Sir Henry Tomlinson, the Cabinet Secretary sat to the Prime Minister’s right, and beyond him Sir Thomas Harding-Grayson, until December the Permanent Secretary in the post-October War Foreign Office. With the death of his predecessor, Sir Alec Douglas Home in the regicidal attack on Balmoral, he had been co-opted into the Cabinet by the then Prime Minister, Edward Heath. Recognised as one of, if not the finest mind in Whitehall before the war and in the way of these things sidelined because of it, like Airey Neave he was one of Margaret Thatcher’s closest friends and confidantes.
Fifty year old Iain Norman Macleod, the Minister for Information – basically, the UAUK’s principal propagandist and apologist – also held the posts of Leader of the House of Commons, and Chairman of the Conservative and Unionist Party. In normal times he would have been Margaret Thatcher’s political bellwether and conscience; however, in the five turbulent months of her Prime Ministerial career to date he had been far too busy fighting fires and plugging the gaping holes below the waterline of the ship of state to worry about anything so ephemeral as the state of the Party in the country, or any of the normal minor politico-ideological or doctrinal schisms over which a man in his position would have endlessly obsessed prior to the cataclysm.
Across the table to the Prime Minister’s right sat the Secretary of State for Defence, forty-five year old William Stephen Ian Whitelaw the MP for Penrith and the Border. He was a man well thought of in the Party, possibly a future leader even though he had only been
elected to Parliament in 1955. Margaret Thatcher was beginning to suspect her bossiness and impatience with the old-world courtesies and niceties of the pre-war age somewhat irritated ‘Willie’ and that clique of landowning, public school and Oxbridge educated old-school Tories to which he was intimately affiliated. Educated at Winchester and later Trinity College, Cambridge, Whitelaw had distinguished himself serving with the Scots Guards in World War II and at the time of the October War had been Parliamentary Secretary to the Minister of Labour. But for illness he would have joined Edward Heath’s post-war United Kingdom Interim Emergency Administration and, alongside Iain Macleod and others been in pole position to step into his shoes...

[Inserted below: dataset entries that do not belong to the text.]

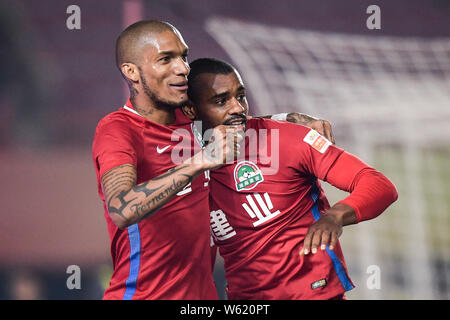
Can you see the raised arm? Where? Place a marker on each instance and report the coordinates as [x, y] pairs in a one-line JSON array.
[[128, 203], [370, 194], [321, 126]]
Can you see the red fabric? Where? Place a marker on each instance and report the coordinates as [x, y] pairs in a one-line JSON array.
[[371, 191], [260, 229], [172, 247]]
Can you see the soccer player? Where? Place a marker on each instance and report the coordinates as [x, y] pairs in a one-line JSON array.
[[269, 216], [157, 210]]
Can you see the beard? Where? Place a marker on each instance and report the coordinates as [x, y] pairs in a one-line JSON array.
[[160, 103]]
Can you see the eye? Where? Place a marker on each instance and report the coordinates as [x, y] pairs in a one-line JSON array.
[[221, 101]]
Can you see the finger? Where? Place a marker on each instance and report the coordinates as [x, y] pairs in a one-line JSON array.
[[328, 131], [325, 240], [307, 243], [333, 241], [316, 241]]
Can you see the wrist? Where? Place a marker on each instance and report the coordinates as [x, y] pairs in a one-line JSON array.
[[342, 214]]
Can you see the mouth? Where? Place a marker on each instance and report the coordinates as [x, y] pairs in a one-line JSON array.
[[181, 86], [235, 121]]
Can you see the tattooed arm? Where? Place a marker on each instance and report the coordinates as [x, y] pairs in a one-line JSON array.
[[128, 203], [321, 126]]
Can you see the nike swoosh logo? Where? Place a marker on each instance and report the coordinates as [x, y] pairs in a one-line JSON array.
[[163, 149]]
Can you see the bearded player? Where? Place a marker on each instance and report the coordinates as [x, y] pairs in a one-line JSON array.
[[274, 227], [157, 210]]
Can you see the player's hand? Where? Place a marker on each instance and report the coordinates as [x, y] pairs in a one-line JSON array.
[[323, 127], [223, 146], [323, 232]]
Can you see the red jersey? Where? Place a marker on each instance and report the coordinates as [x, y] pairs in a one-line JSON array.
[[165, 256], [261, 209]]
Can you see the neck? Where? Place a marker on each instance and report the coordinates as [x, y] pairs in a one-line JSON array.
[[147, 108]]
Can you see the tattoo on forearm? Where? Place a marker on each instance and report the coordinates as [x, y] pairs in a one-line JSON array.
[[142, 209], [121, 185], [299, 118]]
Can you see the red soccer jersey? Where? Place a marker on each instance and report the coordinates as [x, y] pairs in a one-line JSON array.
[[260, 216], [166, 256]]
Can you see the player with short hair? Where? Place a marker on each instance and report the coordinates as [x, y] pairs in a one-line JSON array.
[[267, 219], [157, 210]]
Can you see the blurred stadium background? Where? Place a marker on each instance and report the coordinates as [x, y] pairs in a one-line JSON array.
[[386, 92]]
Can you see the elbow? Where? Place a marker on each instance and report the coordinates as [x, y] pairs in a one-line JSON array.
[[391, 192], [119, 217], [121, 223]]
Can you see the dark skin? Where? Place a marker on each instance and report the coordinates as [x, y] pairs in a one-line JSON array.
[[222, 100], [162, 60]]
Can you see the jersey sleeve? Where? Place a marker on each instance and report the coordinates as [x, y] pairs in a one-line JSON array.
[[113, 145], [316, 154], [371, 192]]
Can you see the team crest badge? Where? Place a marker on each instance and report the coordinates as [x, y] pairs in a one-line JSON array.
[[247, 175]]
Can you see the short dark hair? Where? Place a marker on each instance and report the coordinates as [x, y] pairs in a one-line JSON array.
[[205, 65]]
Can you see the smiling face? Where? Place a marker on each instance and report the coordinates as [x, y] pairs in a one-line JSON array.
[[220, 99], [163, 69]]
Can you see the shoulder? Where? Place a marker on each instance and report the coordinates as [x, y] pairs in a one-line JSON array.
[[284, 126], [116, 121]]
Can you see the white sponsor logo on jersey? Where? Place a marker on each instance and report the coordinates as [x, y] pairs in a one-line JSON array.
[[317, 141], [162, 149], [221, 229]]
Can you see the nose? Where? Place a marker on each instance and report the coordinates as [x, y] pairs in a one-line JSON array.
[[236, 107], [182, 67]]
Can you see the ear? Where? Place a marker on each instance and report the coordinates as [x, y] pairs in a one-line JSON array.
[[189, 110], [130, 71]]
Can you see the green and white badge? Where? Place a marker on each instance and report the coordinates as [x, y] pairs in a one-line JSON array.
[[247, 175]]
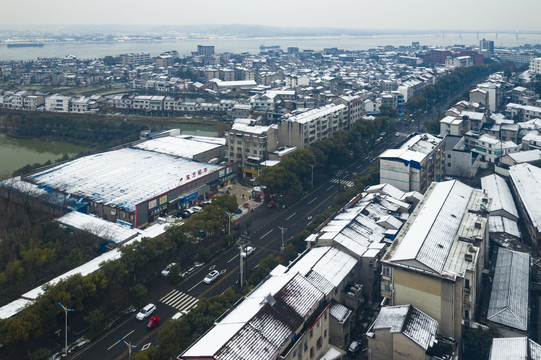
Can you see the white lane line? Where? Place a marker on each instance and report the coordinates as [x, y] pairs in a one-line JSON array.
[[125, 336], [172, 291], [193, 287]]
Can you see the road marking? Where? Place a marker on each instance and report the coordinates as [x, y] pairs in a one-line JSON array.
[[125, 336], [193, 287], [268, 232]]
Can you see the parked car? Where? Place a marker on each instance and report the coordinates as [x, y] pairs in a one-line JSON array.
[[247, 251], [145, 312], [354, 349], [153, 322], [167, 269], [213, 275]]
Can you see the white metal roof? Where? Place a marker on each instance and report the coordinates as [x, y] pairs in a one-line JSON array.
[[431, 234], [510, 290], [527, 180], [502, 199], [122, 178]]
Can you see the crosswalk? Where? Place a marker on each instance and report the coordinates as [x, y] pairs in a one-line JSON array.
[[179, 300], [343, 182]]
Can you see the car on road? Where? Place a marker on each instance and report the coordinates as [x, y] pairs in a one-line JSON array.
[[145, 312], [247, 251], [165, 272], [213, 275], [179, 315], [153, 322], [354, 349]]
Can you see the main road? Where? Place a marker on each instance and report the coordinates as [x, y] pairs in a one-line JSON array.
[[269, 226]]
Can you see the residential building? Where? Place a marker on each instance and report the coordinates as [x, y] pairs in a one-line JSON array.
[[523, 178], [415, 164], [514, 348], [509, 305], [304, 129], [405, 332], [436, 260], [250, 144]]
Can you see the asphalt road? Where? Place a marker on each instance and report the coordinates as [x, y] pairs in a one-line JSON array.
[[266, 238]]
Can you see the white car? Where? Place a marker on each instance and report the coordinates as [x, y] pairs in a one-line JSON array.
[[247, 251], [167, 270], [145, 312], [213, 275]]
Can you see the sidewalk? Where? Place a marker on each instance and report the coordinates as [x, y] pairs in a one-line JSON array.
[[243, 194]]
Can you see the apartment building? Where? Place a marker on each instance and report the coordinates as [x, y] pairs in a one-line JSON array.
[[57, 103], [302, 130], [436, 260], [250, 144], [415, 164]]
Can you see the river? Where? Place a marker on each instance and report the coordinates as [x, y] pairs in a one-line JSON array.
[[16, 153], [94, 49]]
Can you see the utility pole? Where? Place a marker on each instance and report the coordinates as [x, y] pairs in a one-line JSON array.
[[282, 229], [130, 346], [312, 166], [66, 310]]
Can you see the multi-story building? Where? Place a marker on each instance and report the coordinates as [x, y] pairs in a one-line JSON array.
[[250, 144], [203, 50], [436, 260], [140, 58], [302, 130], [535, 66], [58, 103], [415, 164]]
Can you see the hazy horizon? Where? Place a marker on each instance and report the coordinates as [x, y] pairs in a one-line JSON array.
[[386, 15]]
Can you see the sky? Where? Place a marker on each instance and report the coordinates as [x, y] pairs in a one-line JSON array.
[[508, 15]]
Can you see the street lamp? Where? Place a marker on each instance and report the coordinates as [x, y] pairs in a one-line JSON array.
[[312, 166], [282, 229], [130, 346], [66, 332], [229, 229]]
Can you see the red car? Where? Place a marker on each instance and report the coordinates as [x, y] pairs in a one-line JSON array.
[[153, 322]]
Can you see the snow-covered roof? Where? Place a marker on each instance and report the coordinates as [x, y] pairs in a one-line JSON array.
[[325, 267], [408, 320], [182, 146], [99, 227], [340, 312], [510, 290], [502, 199], [122, 178], [527, 178], [519, 348], [429, 239]]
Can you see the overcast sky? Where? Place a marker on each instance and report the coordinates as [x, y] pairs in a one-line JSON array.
[[511, 15]]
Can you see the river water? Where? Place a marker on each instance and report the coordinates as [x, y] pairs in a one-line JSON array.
[[91, 50]]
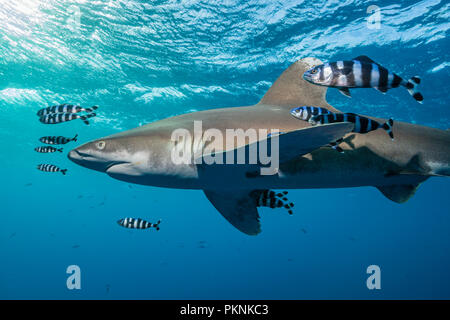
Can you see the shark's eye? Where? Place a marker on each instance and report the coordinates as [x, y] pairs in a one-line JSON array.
[[101, 145]]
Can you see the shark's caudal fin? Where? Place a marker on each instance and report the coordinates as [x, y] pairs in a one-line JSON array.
[[290, 89], [388, 127]]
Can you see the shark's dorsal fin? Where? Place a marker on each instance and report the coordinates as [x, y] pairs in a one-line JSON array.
[[291, 90], [399, 193]]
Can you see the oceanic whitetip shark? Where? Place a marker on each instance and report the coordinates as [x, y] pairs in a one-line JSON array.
[[144, 155]]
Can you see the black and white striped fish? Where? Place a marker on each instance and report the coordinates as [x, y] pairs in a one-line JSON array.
[[138, 223], [361, 72], [64, 117], [47, 149], [57, 139], [362, 124], [65, 108], [271, 199], [51, 168], [306, 112]]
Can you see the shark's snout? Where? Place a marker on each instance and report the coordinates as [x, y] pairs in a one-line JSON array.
[[84, 158]]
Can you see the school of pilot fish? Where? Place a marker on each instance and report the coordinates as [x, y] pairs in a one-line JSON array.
[[359, 72]]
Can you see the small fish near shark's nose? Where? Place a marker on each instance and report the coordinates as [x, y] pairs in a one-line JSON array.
[[86, 160]]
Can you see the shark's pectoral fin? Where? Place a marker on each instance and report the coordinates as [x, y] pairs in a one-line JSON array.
[[238, 207], [399, 193]]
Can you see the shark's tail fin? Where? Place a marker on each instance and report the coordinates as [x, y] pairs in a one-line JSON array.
[[156, 225], [335, 145], [411, 86], [388, 127]]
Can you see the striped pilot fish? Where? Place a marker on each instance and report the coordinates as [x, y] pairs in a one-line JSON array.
[[64, 117], [51, 168], [362, 124], [137, 223], [57, 139], [47, 149], [271, 199], [361, 72], [306, 112], [65, 108]]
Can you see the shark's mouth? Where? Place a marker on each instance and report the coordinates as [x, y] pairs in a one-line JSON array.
[[122, 168]]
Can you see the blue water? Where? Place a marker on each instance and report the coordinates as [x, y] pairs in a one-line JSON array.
[[145, 61]]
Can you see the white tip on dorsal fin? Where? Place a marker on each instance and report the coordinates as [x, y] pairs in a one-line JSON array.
[[345, 92], [291, 90]]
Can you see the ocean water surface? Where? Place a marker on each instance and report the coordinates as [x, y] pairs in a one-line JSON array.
[[143, 61]]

The Prime Minister caught herself in mid-thought.
There would be time enough to worry about conspiracies and the shifting ground beneath her feet another day. The Chiefs of Staff of the three armed services flanked Willie Whitelaw.
To his right sat General – soon to be promoted Field Marshall - Sir Richard Amyatt Hull, Admiral Sir David Luce’s successor as Chief of the Defence Staff; the United Kingdom equivalent to the American Chairman of the Joint Chiefs of Staff Committee. The fifty-six year old veteran of the Italian campaign and the final battles in North West Europe of the Second World War had been the last Chief of the Imperial General Staff (CIGS), a post abolished in Edward Heath’s time. The professional head of the British Army was a no-nonsense, quietly bluff man upon whom the most senior military post in the kingdom had naturally devolved.